Rynah released a heavy sigh. “They are data crystals, as I’ve informed you. A single sliver of quartz can hold about—oh, what’s a term you use—100 gigabytes of memory. Now imagine how much memory a crystal the size of your hand can hold.

“Because they hold so much data, the crystal itself becomes a computer, of sorts, that can do unimaginable tasks.”

“Such as control the magnetic fields of a planet,” added Tom.

“Yes. My planet has an unstable magnetic field, making it practically uninhabitable. One man discovered how to use the amount of memory a quartz data crystal could hold to stabilize it, thus stopping all of the earthquakes and storms that plagued us. It is difficult to explain all of the engineering behind it, but suffice it to say that all he had to do was construct a computer to hold it, punch in a code, and it worked.”

“But what makes this crystal so different from other crystals?”

“It is where he got it from. This crystal is different from what is normally used. It is of a higher quality with elements that we have yet to identify. And it is not the only one.”

“How do you know?”

“Because the man who found it said that there were five others just like it, except no one knew of their locations.”

“Hence, your legend of the six crystals,” said Tom.

“Yes,” breathed Rynah. “It is an old legend, and most of my people consider it nothing more than children’s tales, but when Klanor stole this crystal, I began to wonder. But one thing I know for certain: I need it back to save my planet, and if he joins it with the others, I can only imagine what devastation he will inflict.”

“Klanor,” started Tom, “there is more between you and him that you have not told us.”

Rynah’s face pinched slightly as she controlled her anger. She watched as Tom’s eyes, followed by his hand, moved toward the computer console ready to act on another bout of abject curiosity. “Would you like to pilot the ship?” she asked, changing the subject and distracting Tom from his inquisitiveness.

“Uh…”

“I’m sure Solaris won’t mind and I can’t always be in here.”

“Oh sure, don’t bother to ask me,” quipped Solaris, with sarcasm.

“Sure,” said Tom, allowing Rynah to steer him away from the relationship between her and Klanor as the thrill of flying a ship overtook him.

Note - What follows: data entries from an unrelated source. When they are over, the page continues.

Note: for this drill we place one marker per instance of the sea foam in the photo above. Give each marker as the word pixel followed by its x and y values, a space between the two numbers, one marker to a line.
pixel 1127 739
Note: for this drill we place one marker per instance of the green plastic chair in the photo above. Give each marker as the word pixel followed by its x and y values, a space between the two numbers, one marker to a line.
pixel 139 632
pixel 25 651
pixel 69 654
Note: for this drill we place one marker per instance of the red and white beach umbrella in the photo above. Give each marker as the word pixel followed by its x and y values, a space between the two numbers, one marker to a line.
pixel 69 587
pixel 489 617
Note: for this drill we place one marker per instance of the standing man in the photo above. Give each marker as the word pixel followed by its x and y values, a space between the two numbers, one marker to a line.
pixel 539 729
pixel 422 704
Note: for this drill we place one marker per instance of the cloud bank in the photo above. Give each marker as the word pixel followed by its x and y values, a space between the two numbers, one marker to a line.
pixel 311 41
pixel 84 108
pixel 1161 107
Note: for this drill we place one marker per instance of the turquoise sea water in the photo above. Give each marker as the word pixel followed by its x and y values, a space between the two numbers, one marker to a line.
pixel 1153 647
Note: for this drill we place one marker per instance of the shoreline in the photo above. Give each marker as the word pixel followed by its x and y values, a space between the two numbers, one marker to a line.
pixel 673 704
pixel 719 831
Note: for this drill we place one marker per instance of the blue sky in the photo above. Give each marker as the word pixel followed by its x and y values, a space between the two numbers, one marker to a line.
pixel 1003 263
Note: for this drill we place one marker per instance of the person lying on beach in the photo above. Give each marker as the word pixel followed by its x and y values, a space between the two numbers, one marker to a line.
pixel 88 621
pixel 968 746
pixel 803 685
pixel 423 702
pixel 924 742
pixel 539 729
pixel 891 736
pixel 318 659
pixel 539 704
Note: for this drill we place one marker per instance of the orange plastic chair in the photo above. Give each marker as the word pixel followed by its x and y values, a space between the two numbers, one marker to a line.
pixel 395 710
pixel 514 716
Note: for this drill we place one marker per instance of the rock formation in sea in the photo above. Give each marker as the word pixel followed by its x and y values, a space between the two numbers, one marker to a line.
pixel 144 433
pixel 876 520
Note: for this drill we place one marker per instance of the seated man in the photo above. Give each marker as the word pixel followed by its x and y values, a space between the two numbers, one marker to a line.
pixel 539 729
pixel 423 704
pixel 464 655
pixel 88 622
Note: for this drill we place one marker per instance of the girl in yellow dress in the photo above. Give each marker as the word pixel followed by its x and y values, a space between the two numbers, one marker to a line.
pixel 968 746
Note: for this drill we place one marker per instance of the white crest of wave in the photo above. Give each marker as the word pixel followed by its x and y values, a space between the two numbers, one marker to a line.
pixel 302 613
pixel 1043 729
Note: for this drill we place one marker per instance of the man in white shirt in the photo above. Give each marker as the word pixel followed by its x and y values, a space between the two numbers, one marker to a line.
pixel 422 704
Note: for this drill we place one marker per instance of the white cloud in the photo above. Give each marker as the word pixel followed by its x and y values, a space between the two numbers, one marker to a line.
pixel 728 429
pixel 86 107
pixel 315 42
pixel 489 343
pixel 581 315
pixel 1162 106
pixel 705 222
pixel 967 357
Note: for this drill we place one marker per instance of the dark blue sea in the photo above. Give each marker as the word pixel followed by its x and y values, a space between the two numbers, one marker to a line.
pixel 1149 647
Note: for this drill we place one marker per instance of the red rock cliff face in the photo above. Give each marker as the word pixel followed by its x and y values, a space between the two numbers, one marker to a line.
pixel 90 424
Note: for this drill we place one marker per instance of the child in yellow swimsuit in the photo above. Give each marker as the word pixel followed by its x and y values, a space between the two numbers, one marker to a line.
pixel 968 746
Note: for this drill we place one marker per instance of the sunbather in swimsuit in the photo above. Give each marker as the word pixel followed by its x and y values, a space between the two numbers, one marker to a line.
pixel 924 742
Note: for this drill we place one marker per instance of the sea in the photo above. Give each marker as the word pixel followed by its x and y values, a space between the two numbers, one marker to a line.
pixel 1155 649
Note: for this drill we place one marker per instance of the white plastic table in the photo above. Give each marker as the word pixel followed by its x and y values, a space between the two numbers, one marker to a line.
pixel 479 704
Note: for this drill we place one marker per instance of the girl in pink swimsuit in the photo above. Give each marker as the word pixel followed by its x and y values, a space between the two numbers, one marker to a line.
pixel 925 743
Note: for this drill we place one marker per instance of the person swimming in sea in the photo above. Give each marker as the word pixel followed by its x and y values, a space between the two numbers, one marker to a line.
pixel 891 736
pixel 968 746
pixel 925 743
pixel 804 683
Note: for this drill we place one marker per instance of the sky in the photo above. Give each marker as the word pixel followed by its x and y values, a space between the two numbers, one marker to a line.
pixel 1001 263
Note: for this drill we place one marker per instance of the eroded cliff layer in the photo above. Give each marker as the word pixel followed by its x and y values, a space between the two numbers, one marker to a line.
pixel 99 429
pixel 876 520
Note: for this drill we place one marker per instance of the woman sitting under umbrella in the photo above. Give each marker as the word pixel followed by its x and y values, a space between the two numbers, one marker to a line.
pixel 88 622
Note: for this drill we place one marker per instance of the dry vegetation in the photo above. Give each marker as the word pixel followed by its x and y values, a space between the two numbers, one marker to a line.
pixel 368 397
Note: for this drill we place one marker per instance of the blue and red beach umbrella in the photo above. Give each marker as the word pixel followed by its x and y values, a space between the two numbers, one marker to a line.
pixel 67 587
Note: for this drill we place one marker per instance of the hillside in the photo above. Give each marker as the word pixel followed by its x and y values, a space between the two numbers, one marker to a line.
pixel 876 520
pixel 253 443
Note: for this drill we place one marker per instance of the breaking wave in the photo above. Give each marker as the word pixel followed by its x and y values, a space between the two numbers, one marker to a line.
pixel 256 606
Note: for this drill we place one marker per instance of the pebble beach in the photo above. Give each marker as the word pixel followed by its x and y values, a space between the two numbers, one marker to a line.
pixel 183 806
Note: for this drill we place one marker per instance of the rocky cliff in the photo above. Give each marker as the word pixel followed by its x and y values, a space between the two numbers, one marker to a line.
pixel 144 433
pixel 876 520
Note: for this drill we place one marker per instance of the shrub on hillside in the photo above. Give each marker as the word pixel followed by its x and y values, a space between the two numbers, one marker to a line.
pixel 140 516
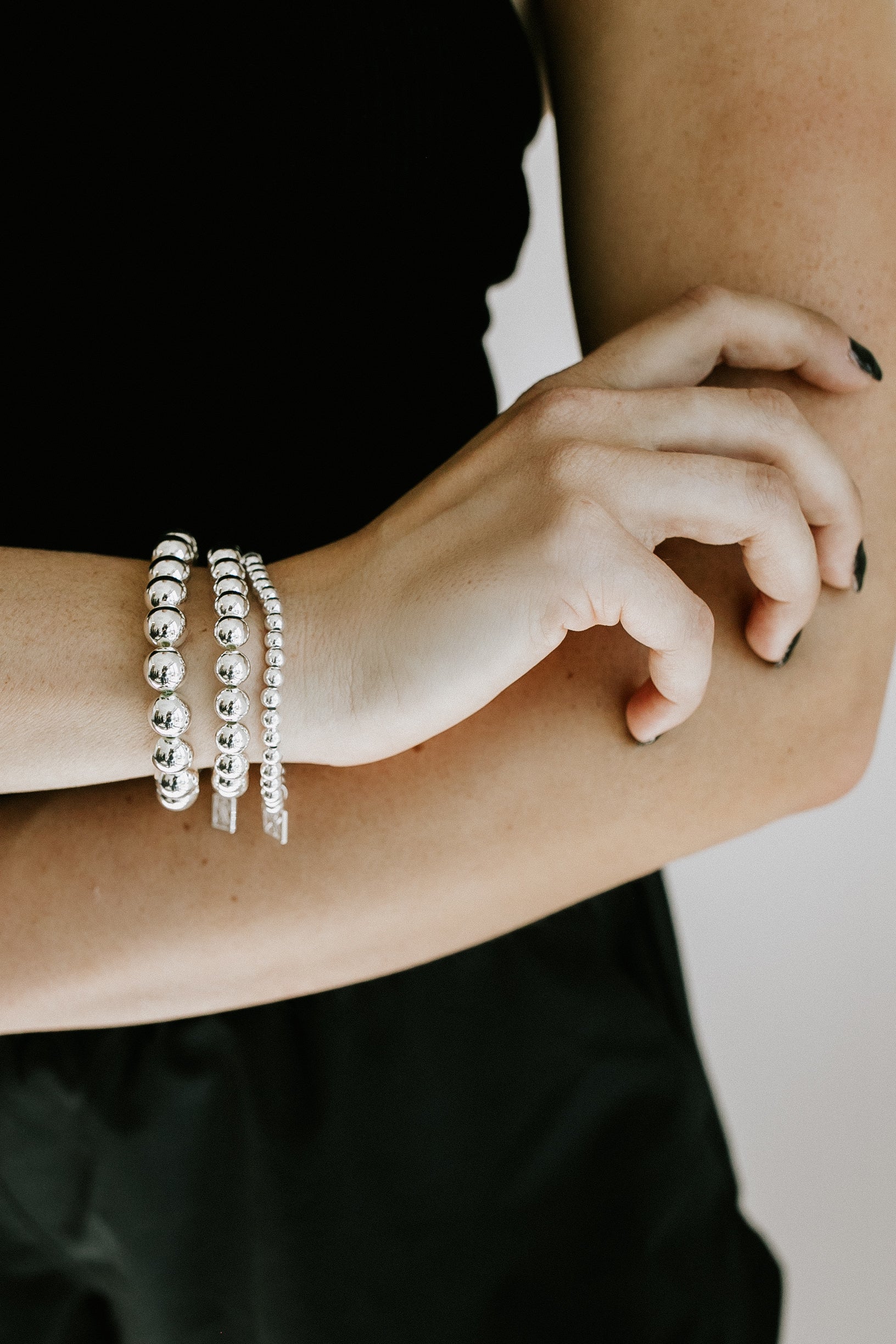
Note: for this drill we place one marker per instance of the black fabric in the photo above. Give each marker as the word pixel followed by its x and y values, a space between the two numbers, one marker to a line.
pixel 268 233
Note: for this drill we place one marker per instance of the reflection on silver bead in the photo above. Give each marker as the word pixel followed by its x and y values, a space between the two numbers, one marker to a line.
pixel 166 625
pixel 227 569
pixel 164 670
pixel 166 593
pixel 178 804
pixel 232 632
pixel 233 668
pixel 232 765
pixel 175 547
pixel 232 738
pixel 178 785
pixel 171 756
pixel 232 604
pixel 170 717
pixel 170 569
pixel 232 704
pixel 230 585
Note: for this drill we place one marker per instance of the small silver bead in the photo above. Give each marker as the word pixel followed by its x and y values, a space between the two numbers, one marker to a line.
pixel 166 593
pixel 164 670
pixel 232 738
pixel 178 785
pixel 166 625
pixel 170 569
pixel 230 585
pixel 232 704
pixel 232 632
pixel 233 668
pixel 232 604
pixel 170 717
pixel 226 570
pixel 171 756
pixel 175 549
pixel 178 804
pixel 232 765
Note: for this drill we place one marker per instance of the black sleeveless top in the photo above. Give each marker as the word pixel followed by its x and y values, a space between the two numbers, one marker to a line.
pixel 256 239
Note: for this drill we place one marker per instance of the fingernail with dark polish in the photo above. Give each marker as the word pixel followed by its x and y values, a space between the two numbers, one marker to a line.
pixel 859 569
pixel 790 649
pixel 865 361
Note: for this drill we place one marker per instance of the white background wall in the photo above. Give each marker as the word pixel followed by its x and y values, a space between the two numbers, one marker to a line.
pixel 789 943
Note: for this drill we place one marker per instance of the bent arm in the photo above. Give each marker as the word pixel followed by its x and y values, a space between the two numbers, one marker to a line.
pixel 676 170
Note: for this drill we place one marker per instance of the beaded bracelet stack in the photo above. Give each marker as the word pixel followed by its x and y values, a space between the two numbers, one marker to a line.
pixel 164 668
pixel 230 776
pixel 275 792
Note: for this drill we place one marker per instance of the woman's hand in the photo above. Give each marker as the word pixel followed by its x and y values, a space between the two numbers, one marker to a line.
pixel 548 520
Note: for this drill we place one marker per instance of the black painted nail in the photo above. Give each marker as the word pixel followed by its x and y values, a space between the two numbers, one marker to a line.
pixel 859 568
pixel 865 361
pixel 790 649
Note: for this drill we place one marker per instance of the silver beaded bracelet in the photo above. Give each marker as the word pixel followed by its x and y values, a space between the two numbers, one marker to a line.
pixel 164 668
pixel 230 776
pixel 275 792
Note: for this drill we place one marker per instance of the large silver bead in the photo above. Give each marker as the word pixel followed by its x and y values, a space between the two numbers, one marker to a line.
pixel 171 756
pixel 233 668
pixel 232 604
pixel 230 788
pixel 166 625
pixel 232 704
pixel 170 569
pixel 178 785
pixel 164 670
pixel 176 549
pixel 170 717
pixel 232 738
pixel 232 632
pixel 232 765
pixel 227 569
pixel 230 585
pixel 178 804
pixel 166 593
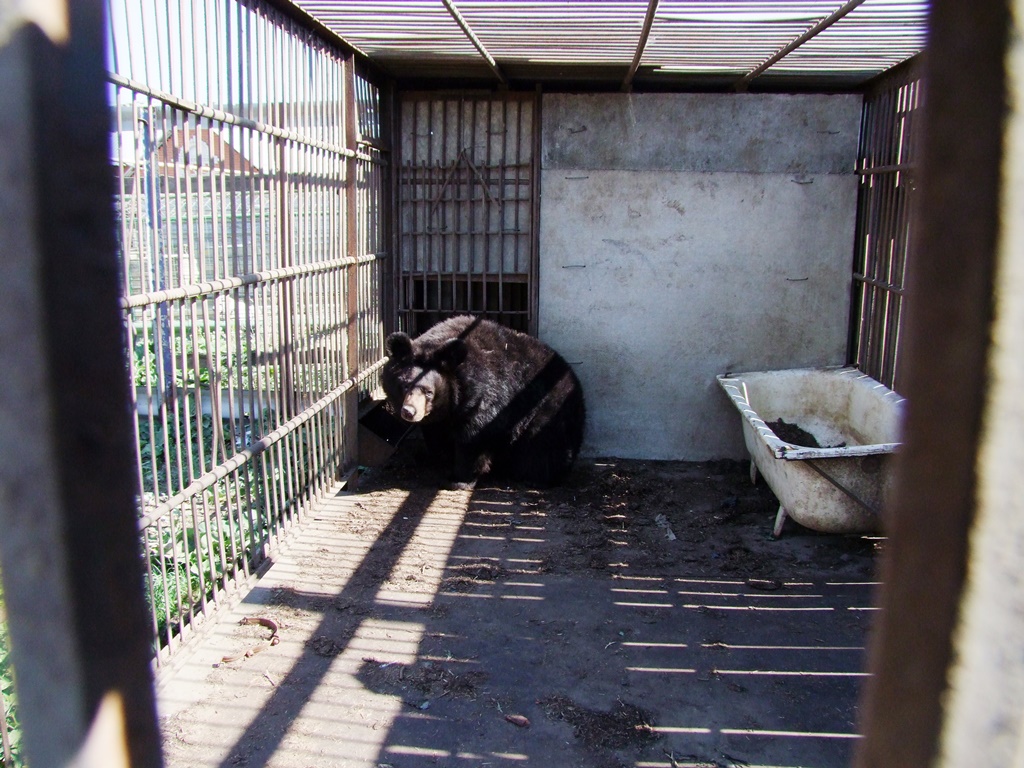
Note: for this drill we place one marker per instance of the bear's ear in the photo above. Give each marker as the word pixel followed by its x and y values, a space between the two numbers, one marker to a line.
pixel 452 354
pixel 399 346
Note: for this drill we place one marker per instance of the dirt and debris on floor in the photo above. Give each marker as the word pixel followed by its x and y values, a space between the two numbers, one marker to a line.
pixel 639 615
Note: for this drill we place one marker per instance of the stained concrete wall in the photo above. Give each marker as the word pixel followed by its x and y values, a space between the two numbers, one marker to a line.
pixel 686 236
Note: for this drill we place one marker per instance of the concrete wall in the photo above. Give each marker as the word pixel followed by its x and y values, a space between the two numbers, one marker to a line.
pixel 686 236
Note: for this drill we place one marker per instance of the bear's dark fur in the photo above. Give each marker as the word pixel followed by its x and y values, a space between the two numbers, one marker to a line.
pixel 489 399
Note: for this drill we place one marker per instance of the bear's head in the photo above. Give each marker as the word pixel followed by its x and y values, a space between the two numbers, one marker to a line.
pixel 420 384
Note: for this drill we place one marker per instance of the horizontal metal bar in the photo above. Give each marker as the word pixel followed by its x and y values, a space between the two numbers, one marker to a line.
pixel 239 460
pixel 226 284
pixel 225 117
pixel 885 169
pixel 898 290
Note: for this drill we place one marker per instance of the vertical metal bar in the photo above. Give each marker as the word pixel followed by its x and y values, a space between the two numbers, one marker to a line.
pixel 535 217
pixel 350 412
pixel 78 623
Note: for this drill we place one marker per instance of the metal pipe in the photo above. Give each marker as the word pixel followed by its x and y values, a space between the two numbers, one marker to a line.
pixel 648 22
pixel 450 4
pixel 819 27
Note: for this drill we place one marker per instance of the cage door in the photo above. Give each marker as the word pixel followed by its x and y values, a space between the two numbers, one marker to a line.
pixel 467 213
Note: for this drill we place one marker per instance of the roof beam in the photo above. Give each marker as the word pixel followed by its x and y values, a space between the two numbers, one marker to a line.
pixel 641 44
pixel 821 26
pixel 450 4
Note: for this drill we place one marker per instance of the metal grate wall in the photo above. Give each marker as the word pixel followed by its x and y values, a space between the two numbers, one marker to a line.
pixel 886 165
pixel 467 210
pixel 251 183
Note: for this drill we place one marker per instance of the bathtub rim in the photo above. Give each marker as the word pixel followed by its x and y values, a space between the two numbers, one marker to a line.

“Most times she can pilot herself, but sometimes she needs the help of one of us. Here, put this on.” Rynah handed Tom the helmet used when piloting the ship. “It is a neuro interface and allows you to speak telepathically to Solaris.”

“You act as though the ship is alive and has feelings,” said Tom, taking the helmet. Bleeps and squeaks abounded as Solaris fumed over his comment.

“She can be a bit sensitive,” said Rynah.

With caution, Tom slipped the interface helmet over his head. “Now what do I do?”

“Give her a command.”

A series of thoughts flew through Tom’s mind. The ship lurched and halted, throwing Rynah forward. “Oops.”

“That would be my brakes, you ignoramus,” snapped Solaris, “and it was quite uncomfortable.”

“You must control your thoughts,” instructed Rynah, moving a strand of her emerald hair from her face. “The slightest thought becomes a command.”

“Where are we headed?” asked Tom.

Rynah gave a series of coordinates and Tom just thought about them. Soon the ship sped off through space in the new heading he had given it.

“That was better,” said Solaris, “but I still do not like being piloted by strangers.”

“Solaris, be nice,” said Rynah.

“Hmmph,” came the ship’s reply.

“I think I’m getting the hang of it,” said Tom.

“It’s fairly easy,” said Rynah. “Just keep going in this direction. I’m going to get some sleep. If anything arises, just press this button to talk to me in my quarters, and nothing else. Night.”

“Night,” mumbled Tom as he tried to keep control of his thoughts.

“Well, kiddo, I guess it’s just you and me,” said Solaris.

Tom remained silent, unsure of how to answer.

“Do you like chess?”

“Uh, sure.”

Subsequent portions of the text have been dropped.